Gov. Ralph Northam, second from left, and Alexandria Mayor Justin Wilson, fourth from left, are joined by local dignitaries and development officials at the Sept. 14 groundbreaking for the Virginia Tech Innovation Campus at Potomac Yard.
Potomac Yard was once one of the largest rail yards in the country, employing hundreds of engineers, clerks, brakemen, car inspectors and switch
operators. In the 1990s, it was redeveloped into a strip mall with a massive surface parking lot. Now it's about to begin its next chapter as an "innovation district," a dense urban space with millions of square feet of office, retail, hotel and residential space anchored by a Virginia Tech graduate campus.

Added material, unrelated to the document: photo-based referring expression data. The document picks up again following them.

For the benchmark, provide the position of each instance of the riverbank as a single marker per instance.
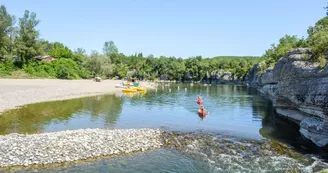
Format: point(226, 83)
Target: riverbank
point(298, 90)
point(19, 92)
point(64, 146)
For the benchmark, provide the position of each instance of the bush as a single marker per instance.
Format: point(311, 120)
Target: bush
point(323, 61)
point(66, 69)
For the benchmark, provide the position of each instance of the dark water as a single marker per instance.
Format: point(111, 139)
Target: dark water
point(234, 110)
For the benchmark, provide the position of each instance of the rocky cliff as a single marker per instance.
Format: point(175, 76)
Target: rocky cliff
point(299, 91)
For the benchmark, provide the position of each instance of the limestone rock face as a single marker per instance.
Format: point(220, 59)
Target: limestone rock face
point(298, 90)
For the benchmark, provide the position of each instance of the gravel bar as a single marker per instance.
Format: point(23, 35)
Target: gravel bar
point(72, 145)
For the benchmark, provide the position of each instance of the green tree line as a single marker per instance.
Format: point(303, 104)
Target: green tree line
point(20, 44)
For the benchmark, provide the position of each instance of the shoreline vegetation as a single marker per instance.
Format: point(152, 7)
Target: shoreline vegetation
point(23, 54)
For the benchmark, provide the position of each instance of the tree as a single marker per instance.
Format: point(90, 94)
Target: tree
point(27, 44)
point(58, 50)
point(7, 30)
point(109, 48)
point(80, 51)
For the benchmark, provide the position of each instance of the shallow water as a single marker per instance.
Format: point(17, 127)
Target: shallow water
point(234, 110)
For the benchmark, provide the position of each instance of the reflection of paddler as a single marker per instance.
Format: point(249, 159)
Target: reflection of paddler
point(199, 100)
point(202, 111)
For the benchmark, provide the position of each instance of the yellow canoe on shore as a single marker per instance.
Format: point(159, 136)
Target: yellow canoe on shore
point(129, 90)
point(141, 89)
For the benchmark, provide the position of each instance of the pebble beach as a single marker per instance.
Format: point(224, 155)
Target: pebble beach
point(71, 145)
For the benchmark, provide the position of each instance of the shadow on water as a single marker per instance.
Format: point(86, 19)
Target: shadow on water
point(282, 129)
point(233, 108)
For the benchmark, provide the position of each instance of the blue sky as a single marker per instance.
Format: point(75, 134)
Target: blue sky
point(180, 28)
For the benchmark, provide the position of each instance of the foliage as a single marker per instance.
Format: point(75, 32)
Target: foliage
point(6, 31)
point(27, 45)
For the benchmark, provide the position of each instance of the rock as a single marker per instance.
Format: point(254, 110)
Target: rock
point(299, 51)
point(297, 88)
point(268, 77)
point(316, 130)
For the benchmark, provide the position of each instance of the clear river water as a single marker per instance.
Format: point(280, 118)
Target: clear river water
point(237, 114)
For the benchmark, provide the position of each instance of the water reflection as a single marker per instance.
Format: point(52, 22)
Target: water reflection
point(39, 117)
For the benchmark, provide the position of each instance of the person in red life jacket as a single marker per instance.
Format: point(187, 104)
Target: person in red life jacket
point(202, 111)
point(199, 100)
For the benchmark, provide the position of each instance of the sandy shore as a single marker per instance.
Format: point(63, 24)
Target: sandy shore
point(72, 145)
point(18, 92)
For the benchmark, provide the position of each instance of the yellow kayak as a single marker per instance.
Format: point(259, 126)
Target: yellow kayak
point(141, 89)
point(129, 90)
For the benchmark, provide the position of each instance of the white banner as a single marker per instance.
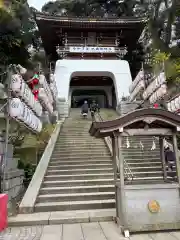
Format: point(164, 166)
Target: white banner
point(92, 49)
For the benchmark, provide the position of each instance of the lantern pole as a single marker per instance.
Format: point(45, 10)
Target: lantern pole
point(9, 76)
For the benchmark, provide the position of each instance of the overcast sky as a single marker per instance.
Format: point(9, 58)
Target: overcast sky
point(37, 3)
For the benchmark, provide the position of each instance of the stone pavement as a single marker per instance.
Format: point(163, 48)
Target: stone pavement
point(83, 231)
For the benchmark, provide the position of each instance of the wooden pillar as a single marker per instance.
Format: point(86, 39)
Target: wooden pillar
point(161, 145)
point(175, 146)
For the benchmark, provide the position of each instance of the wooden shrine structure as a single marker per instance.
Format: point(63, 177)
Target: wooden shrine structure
point(91, 38)
point(151, 205)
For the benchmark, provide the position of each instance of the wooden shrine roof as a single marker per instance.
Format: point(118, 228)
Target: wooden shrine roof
point(89, 22)
point(154, 118)
point(52, 28)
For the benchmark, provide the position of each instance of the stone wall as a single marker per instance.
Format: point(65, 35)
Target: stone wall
point(13, 176)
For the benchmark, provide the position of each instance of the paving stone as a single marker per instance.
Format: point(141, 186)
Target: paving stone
point(68, 217)
point(72, 232)
point(29, 219)
point(52, 232)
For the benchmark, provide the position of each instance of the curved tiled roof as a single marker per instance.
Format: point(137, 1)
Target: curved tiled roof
point(163, 116)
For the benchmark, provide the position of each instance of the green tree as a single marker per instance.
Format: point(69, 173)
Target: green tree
point(17, 32)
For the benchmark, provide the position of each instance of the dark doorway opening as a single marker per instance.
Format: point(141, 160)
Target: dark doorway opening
point(79, 96)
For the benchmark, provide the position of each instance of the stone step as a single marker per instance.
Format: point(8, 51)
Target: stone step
point(82, 182)
point(77, 176)
point(74, 205)
point(147, 174)
point(75, 197)
point(80, 140)
point(85, 158)
point(139, 150)
point(78, 171)
point(139, 154)
point(150, 179)
point(142, 160)
point(77, 165)
point(145, 168)
point(82, 150)
point(83, 144)
point(77, 189)
point(83, 147)
point(143, 163)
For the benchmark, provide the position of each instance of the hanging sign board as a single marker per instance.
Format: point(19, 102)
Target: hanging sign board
point(92, 49)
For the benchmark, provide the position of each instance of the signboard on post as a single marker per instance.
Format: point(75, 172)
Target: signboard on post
point(92, 49)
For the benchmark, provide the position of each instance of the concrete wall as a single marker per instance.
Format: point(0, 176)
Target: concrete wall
point(13, 178)
point(118, 70)
point(136, 202)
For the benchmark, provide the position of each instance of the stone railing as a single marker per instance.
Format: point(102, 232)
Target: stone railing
point(29, 199)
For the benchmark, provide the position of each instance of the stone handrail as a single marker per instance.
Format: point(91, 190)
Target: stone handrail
point(29, 199)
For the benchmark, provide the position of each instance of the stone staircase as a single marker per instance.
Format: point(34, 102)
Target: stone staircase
point(80, 172)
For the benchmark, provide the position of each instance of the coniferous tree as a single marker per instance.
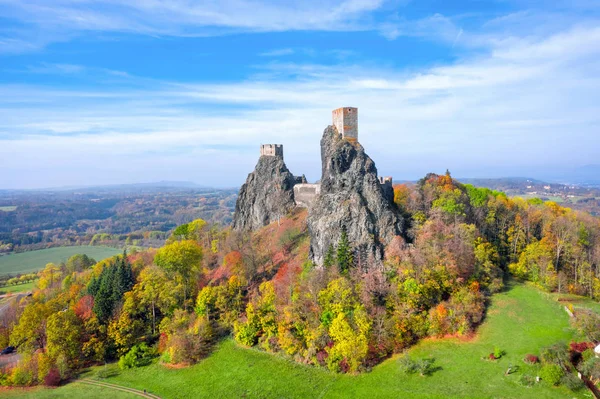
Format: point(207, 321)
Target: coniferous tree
point(329, 257)
point(344, 252)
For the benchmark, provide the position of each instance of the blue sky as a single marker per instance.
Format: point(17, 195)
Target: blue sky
point(105, 91)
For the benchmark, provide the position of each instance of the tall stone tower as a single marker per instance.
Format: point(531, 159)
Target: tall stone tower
point(346, 122)
point(271, 150)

"It will transform the economy of the region," said Virginia Tech President Timothy Sands, who was in Alexandria this week for the groundbreaking of the new campus. "I have no doubt about that."
The Innovation Campus will be constructed on land that was, until recently, a movie theater and parking lot. By the time the campus is ready to open for the fall semester 2024, it will be a place where 750 master's students and 200 doctoral students research the computer science and computer engineering of the future. The first academic building will be 11 stories high, followed by two more smaller buildings where students
"It will transform the economy of the region. I have no doubt about that."
— Virginia Tech President Timothy Sands
and professors will mingle with the titans of the tech industry who are located in the surrounding blocks.
"Historically, the U.S. has enjoyed a preeminent global position with respect to technology development. But the competitive landscape has changed dramatically," said Letitia Long, rector of the board of visitors at Virginia Tech. "Our greatest opportunities and biggest global competitions and threats in the 21st century will be technology driven. They already are."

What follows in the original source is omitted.